Aus Familienpass wird die „Spionkarte“
Stadt will Form und Regelwerk der sozialen Ermäßigungen reformieren
- Die Stadt will ihren Familienund Sozialpass „aufmöbeln“und neu konzipieren. Ab 1. Juli kommenden Jahres soll er „Spionkarte“heißen, im Scheckkartenformat daher kommen und unter neuen Kriterien und mit mehr Angeboten als bisher im Einsatz sein. Am Mittwoch hat sich der Kultur-, Bildungs- und Finanzausschuss des Gemeinderats mit der Reform befasst. Die Grünen lehnen die Neuerungen in der geplanten Form ab.

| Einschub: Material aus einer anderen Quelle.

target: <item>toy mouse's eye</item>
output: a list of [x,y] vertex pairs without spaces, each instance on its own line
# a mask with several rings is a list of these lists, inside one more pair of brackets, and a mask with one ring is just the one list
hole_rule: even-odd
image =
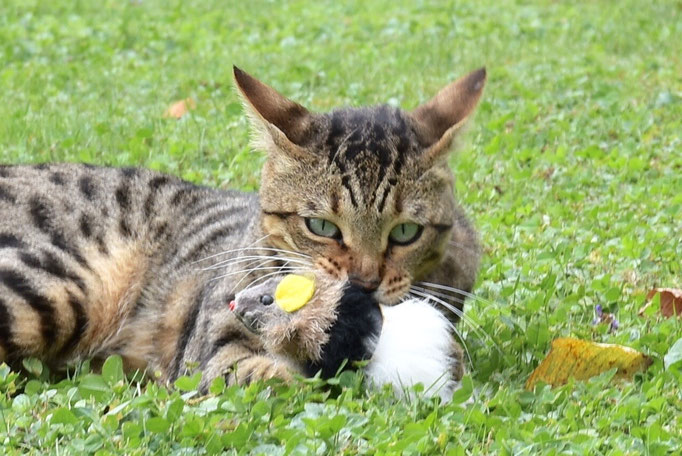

Bei den Haushaltsplanberatungen für 2018 war von der SPD eine Überarbeitung des seit 1979 existierenden Familien- und Sozialpasses beantragt worden. Eine interfraktionelle Arbeitsgruppe hat sich seitdem damit befasst, die Ergebnisse liegen nun vor. Demnach soll der Familienund Sozialpass künftig als „Spionkarte“seine bislang offenkundig sichtbare Funktion verlieren und Menschen und Familien mit keinem, mit geringem und mit unterdurchschnittlichem Einkommen unterstützen. Dabei soll auch künftig der berechtigte Personenkreis einkommensabhängig und einkommensunabhängig unterschieden werden.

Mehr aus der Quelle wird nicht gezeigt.